The idiot principal who pointed to the student handbook as if it had been divinely inspired, and who was unsurprisingly too cowardly to even face the press would have been lucky to have been laughed out of Confucius’s presence. More likely, we’d have found out the ancient Chinese word for “bitch-slap.”
Nice to know there’s consistency in the educational hierarchy, isn’t it?

The other point is less ontologically certain, but I strongly suspect that there were other legal means of handling the situation: suspending Bolton being an obvious solution. You know, punishing the criminal instead of the victim? There is no constitutional right to play basketball. I know laws are different in different states, but that high school in California I wrote about in February (February seems to have been a good month for stories about high schools) managed to suspend and ultimately expel an athlete accused of a sexual offense who ultimately wasn’t convicted of anything. If you can get thrown off the cheerleading squad for refusing to cheer for your rapist, shouldn’t… erm… being that rapist get you tossed from the basketball team?

I cannot improve on the commentary of Sports Illustrated’s Selena Roberts, “A school is supposed to be an emotional safe haven for all students, and educators should help, not harass, students in vulnerable positions…. Why not err on the side of compassion?” or of Jack Marshall on his Ethics Alarms blog, “This isn’t just bias, or sports mania. This is a black pit of an ethics vacuum, shared by a school, a culture and a community.”
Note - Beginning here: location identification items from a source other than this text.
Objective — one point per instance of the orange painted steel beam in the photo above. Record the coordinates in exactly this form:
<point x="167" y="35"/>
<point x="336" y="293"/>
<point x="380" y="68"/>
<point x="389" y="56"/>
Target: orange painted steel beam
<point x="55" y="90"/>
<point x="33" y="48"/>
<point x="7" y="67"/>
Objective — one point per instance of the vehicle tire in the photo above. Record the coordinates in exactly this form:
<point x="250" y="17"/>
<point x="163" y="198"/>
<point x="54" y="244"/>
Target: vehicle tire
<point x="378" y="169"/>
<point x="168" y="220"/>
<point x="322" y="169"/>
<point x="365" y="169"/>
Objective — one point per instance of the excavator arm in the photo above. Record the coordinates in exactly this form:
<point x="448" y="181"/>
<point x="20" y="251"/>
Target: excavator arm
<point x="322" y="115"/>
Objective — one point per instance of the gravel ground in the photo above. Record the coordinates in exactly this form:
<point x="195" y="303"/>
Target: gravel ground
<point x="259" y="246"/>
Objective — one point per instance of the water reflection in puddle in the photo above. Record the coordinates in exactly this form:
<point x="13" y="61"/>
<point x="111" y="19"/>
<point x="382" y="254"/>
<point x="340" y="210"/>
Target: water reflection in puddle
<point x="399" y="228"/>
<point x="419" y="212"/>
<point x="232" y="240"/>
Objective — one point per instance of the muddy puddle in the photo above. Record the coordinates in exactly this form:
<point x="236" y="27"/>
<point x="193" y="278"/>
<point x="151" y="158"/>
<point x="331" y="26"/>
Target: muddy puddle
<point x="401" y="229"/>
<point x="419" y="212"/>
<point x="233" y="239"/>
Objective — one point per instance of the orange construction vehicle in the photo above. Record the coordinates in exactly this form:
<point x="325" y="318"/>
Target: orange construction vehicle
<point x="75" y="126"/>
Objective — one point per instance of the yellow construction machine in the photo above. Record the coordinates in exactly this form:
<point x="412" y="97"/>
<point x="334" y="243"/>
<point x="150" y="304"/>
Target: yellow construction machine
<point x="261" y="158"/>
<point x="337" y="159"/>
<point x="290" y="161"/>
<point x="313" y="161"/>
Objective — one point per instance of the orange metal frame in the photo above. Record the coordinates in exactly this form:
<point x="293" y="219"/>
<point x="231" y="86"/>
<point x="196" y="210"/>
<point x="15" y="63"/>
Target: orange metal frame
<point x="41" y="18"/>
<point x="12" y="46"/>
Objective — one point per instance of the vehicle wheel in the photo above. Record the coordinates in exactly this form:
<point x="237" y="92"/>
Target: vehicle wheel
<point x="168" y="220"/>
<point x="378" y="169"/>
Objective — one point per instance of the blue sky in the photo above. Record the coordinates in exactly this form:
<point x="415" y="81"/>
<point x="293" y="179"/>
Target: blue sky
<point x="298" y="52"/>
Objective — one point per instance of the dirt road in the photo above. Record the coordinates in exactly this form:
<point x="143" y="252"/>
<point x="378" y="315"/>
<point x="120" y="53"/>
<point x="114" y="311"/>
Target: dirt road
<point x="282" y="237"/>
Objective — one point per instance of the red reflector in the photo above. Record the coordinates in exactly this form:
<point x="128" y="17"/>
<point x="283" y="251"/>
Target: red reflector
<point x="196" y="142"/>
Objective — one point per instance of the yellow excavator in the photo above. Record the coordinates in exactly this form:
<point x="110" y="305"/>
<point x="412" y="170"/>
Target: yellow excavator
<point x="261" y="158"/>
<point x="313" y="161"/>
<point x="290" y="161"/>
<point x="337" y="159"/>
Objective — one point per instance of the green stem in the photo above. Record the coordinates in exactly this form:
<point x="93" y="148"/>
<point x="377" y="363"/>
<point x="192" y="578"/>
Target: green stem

The case is in the news again because the Supreme Court just refused to hear H.S.’s appeal, leaving the girl to pay $45,000 in costs for the school to defend a “frivolous” suit. I suspect that the law really is on the side of the school. What is legal and what is just are not interchangeable, as the ongoing saga of the Westboro Baptist Church continues to demonstrate. But if there’s anyone doing anything “frivolous” here, it sure as hell isn’t H.S. Unsurprisingly, Jack Marshall’s recent piece in the wake of that ruling hits the proverbial nail on the head: “As I find myself writing again and again, the law will sometimes support horribly unethical conduct, and an unlucky, courageous, abused young woman from Silsbee, Texas just learned this lesson the hard way. I’m so sorry.”

But that’s not where the story ends, I’m pleased to say. No, there isn’t going to be a reversal in legal terms. But a self-described “group of geeky women” in Los Angeles, one of whom I am proud to claim as a friend and former student, isn’t going to let H.S. be stuck with a $45,000 bill for doing what is right. Not if the League of Extraordinary Ladies has anything to say about it. They’ve taken up the cause, and they’ve already raised over $1200 towards their goal of paying off that $45K and hopefully having a little more to cover H.S.’s own legal expenses. (EDIT: there's now a separate website dedicated to the fundraising effort. I should also mention that the campaign is operating in cooperation with H.S.'s lawyer.)

As I said, I know one of these women, and if she says all the money is going to help H.S., you can count on it. And if they have their way, and I am certainly not going to bet against them, the lesson H.S. learns won’t be just that jocks can get away with anything, or that you can’t count on the legal system for justice. It will be that there is no shame in losing if you’re fighting for a good cause; that, idiot school administrators notwithstanding, people are more good than bad; and that if you show maturity beyond your years, exemplary courage, and a steadfastness of spirit, someone will have your back.

Talk, as they say, is cheap. This cause explicitly seeks “a large number of people donating a small amount,” even a dollar or two. The number of donors matters: symbolically, politically, and pragmatically. I made a contribution. If you can afford it, you should, too.

2 comments:

Karmic Restitution said...

Thank you for this post. You've said this far better than I could. I'm trying to H.S. and others like her via my site, karmicrestitution.com. I hope to have non-profit status by the end of the year.

manjushri924 said...

KR, you're very kind, as there is no lack of eloquence on your site. Good luck with your project.